Au cours du XVIIIe siècle, ce sont les capucins qui prennent le relais et viennent en nombre évangéliser -en vain- le Tibet ; durant cette même époque, des Anglais, des Français, des Hollandais parcourent le pays bien que, depuis l’installation des Chinois au Tibet, au milieu du XVIIIe siècle, la ville de Lhassa soit strictement interdite aux Européens. Une situation qui allait relancer les explorations dans ce pays, devenu encore plus fascinant parce qu’interdit… Le mouvement s’intensifie même plutôt durant tout le XIXe siècle : en 1811, le docteur Manning parcourt le pays, déguisé en médecin indigène, suivi, de 1844 à 1846 de deux missionnaires lazaristes, Huc et Gabet, qui, au cours d’un périple audacieux en Mongolie, pénètrent à Lhassa. Les deux « lamas de Jéhovah », comme ils se faisaient appeler, seront les derniers Européens à entrer dans la cité sainte du Tibet, la résidence du Bouddha vivant. Et il faudra attendre 1904 pour qu’un Anglais, appuyé d’un corps d’armée, puisse y entrer à son tour. D’ailleurs, peu après, le Tibet semble vouloir se fermer définitivement et, en 1854, la Société des Missions, à peine établit au Tibet, en est chassée.
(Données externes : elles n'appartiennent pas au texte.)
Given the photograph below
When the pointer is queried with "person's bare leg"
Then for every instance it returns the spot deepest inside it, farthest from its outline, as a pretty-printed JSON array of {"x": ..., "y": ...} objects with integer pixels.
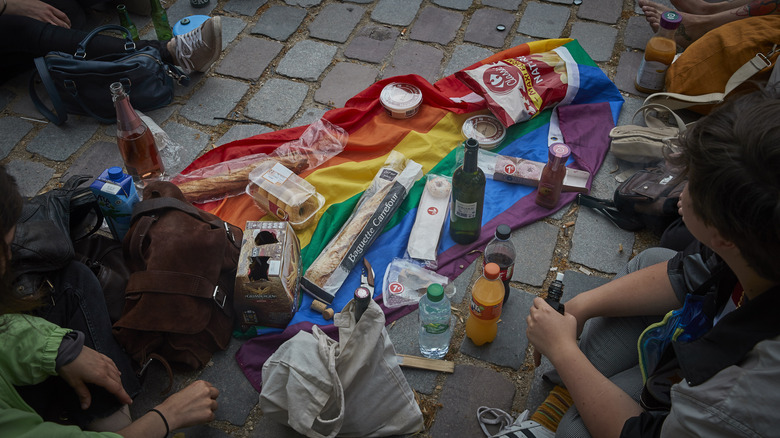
[{"x": 693, "y": 26}]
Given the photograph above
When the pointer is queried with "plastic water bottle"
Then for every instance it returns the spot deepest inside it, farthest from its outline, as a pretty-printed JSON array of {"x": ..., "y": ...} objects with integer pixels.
[{"x": 435, "y": 330}]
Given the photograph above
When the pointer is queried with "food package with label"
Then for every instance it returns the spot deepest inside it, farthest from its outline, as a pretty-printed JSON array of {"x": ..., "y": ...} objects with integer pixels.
[
  {"x": 406, "y": 281},
  {"x": 526, "y": 172},
  {"x": 268, "y": 275},
  {"x": 428, "y": 224},
  {"x": 374, "y": 210},
  {"x": 285, "y": 195}
]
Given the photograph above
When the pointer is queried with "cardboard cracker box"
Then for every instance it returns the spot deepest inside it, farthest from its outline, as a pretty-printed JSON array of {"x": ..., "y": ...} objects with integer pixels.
[{"x": 268, "y": 276}]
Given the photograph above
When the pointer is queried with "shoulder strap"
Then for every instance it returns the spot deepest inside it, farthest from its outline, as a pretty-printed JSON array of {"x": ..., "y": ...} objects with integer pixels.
[
  {"x": 679, "y": 101},
  {"x": 60, "y": 115}
]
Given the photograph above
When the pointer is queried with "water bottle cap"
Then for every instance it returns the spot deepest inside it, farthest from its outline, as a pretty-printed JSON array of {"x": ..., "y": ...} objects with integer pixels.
[
  {"x": 115, "y": 173},
  {"x": 435, "y": 292},
  {"x": 492, "y": 270},
  {"x": 503, "y": 231}
]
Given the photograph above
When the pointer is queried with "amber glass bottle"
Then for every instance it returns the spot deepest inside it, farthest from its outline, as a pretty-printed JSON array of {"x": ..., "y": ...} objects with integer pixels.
[
  {"x": 135, "y": 139},
  {"x": 659, "y": 54}
]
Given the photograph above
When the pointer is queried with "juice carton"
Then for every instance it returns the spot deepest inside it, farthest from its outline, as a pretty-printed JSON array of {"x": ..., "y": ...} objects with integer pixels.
[{"x": 116, "y": 195}]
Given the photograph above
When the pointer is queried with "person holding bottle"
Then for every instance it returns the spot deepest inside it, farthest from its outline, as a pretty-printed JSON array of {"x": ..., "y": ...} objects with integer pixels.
[
  {"x": 719, "y": 377},
  {"x": 60, "y": 363},
  {"x": 33, "y": 28}
]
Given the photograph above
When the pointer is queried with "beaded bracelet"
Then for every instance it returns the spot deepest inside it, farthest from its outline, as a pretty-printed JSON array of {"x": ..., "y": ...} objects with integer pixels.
[{"x": 167, "y": 429}]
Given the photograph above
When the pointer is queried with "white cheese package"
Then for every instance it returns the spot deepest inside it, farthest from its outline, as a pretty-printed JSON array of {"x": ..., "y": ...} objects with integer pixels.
[
  {"x": 428, "y": 224},
  {"x": 517, "y": 89},
  {"x": 406, "y": 282},
  {"x": 374, "y": 210}
]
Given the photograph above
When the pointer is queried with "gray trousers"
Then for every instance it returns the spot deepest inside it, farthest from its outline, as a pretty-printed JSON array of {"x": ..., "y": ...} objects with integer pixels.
[{"x": 611, "y": 346}]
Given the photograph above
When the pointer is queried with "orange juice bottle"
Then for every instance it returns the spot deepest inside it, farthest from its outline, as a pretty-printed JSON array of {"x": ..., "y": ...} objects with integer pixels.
[
  {"x": 659, "y": 54},
  {"x": 487, "y": 297}
]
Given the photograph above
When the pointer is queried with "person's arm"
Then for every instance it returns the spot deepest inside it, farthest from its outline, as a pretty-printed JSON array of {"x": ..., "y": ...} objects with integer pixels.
[
  {"x": 604, "y": 407},
  {"x": 37, "y": 10},
  {"x": 644, "y": 292}
]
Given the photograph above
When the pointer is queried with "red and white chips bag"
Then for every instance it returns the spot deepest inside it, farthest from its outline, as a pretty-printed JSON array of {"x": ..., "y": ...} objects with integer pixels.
[{"x": 517, "y": 89}]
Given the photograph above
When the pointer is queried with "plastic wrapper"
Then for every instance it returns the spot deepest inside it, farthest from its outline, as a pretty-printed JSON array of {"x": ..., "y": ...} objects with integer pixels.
[
  {"x": 517, "y": 89},
  {"x": 406, "y": 282},
  {"x": 374, "y": 210},
  {"x": 320, "y": 142},
  {"x": 428, "y": 224}
]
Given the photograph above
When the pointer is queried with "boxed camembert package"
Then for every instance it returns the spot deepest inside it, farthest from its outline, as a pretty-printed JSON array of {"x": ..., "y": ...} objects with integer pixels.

Enfin, à la fin du XIXe siècle, Gabriel Bonvalot et Henri d’Orléans, racontent leur périple, un des plus audacieux du XIXe siècle.
L’aventure de Bonvalot et du prince d’Orléans
Lorsqu’il décida d’accomplir ce voyage, Pierre-Gabriel Bonvalot était déjà un habitué de cette partie du monde, qui était devenue depuis « son domaine », sa spécialité : en 1880, il parcourt le Turkestan, Boukhara, Samarkande, explore les contreforts des monts Thian Shan et s’avance jusqu’au fleuve Amour ; en 1885, il parcourt le Lenkoran, en Perse ; à deux reprises, il tente de pénétrer en Afghanistan, en vain, puis organise une première expédition vers le plateau du Pamir, le « toit du monde », qu’il compte atteindre en plein hiver. L’aventure tibétaine n’est donc pas pour l’effrayer, malgré les conditions très dures que les explorateurs rencontreront.
En effet, au Tibet, les vents soufflent avec une violence inouïe et les températures peuvent descendre à 40° au-dessous de zéro ; la végétation est maigre et le relief dangereusement accidenté ; sans parler des quelque deux mille habitants hostiles à toute pénétration.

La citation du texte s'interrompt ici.